Toyota Begins Autonomous Driving Tests on Public Roads in Europe
After successful test runs in the U.S. and Japan, Toyota Motor Europe (TME) announced the beginning of autonomous driving (AD) on public roads in Europe. After successful simulations and trials on closed circuits, TME is testing its in-house developed autonomous driving technology in the city center of Brussels, Belgium. The tests will include a modified Lexus LS sedan navigating a fixed loop in the city over the next 13 months.
Toyota's Brussels R&D facility is the Regional Center of Excellence for Computer Vision, using computers to identify objects and predict their movements. Toyota said that the main goal of this pilot is to study complex and unpredictable human behavior and its impact on autonomous driving system requirements.
"The complexity and diverse population of an urban environment like Brussels is key to understanding human behavior. After successful trials on public roads in Japan and the US, we are now adding European conditions to the technology's understanding." said Gerard Killmann, Toyota Motor Europe (TME) Vice President Research and Development.
The Lexus LS is a regular series production vehicle that will be driving on regular, public roads. The only difference is the addition of a roof mounted suite of sensors including LIDAR, radars, cameras and high precision GPS system.
Although the Lexus LS sedan is designed to operate autonomously, a safety driver will be behind the wheel ready to intervene and take over control of the AD system at any time.
Toyota is bringing this car to the open roads, after months of thorough preparation of the vehicle validating the AD system, training the drivers, analyzing the route and engaging with local authorities to acquire the necessary approvals.
The tests in Brussels are part of Toyota's global vision to create safe mobility for all. Toyota sees the relationship between a driver and the car as teammates working together, a mobility approach which it has dubbed "Mobility Teammate Concept". The goal of the program is to realize safer and more accessible mobility.

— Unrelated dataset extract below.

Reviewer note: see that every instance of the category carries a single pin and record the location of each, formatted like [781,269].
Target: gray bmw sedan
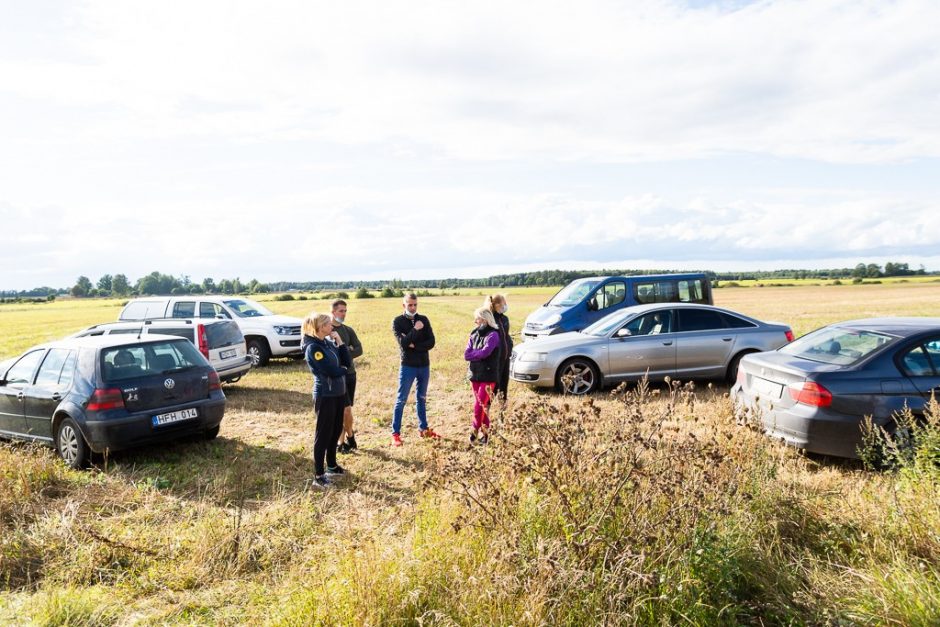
[678,340]
[814,393]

Toyota is working on two different automated driving models in parallel called Guardian and Chauffeur. Guardian is Toyota's advanced driver assist system that was announced at CES eariler this year.
Toyota Guardian employs a unique dual cockpit control system where the driver is in control of the car at all times except when Guardian anticipates a possible accident situation and automatically takes over without any further input from the driver. Chauffeur to Toyota's level-4 autonomous system designed to operate without human intervention.
While developing these cutting-edge technologies, Toyota equips all its newly sold cars with advanced driving assistance systems (ADAS), called Toyota Safety Sense and Lexus Safety System+2.
The automated vehicle will also be used for collecting data as part of Toyota's involvement in the European "L3Pilot project," along with 34 other partners, including major car manufacturers, automotive suppliers and research institutes.
The L3Pilot, which references level-3 autonomy, is a four-year European project that launched in 2017. The pilot is partially funded by the European Commission. The project paves the way for large-scale AD field tests of around 1,000 drivers in 100 vehicles across 10 countries in Europe.
Within this framework, TME will concentrate on researching customer behaviors and the safe operation of systems in complex and diverse urban environments.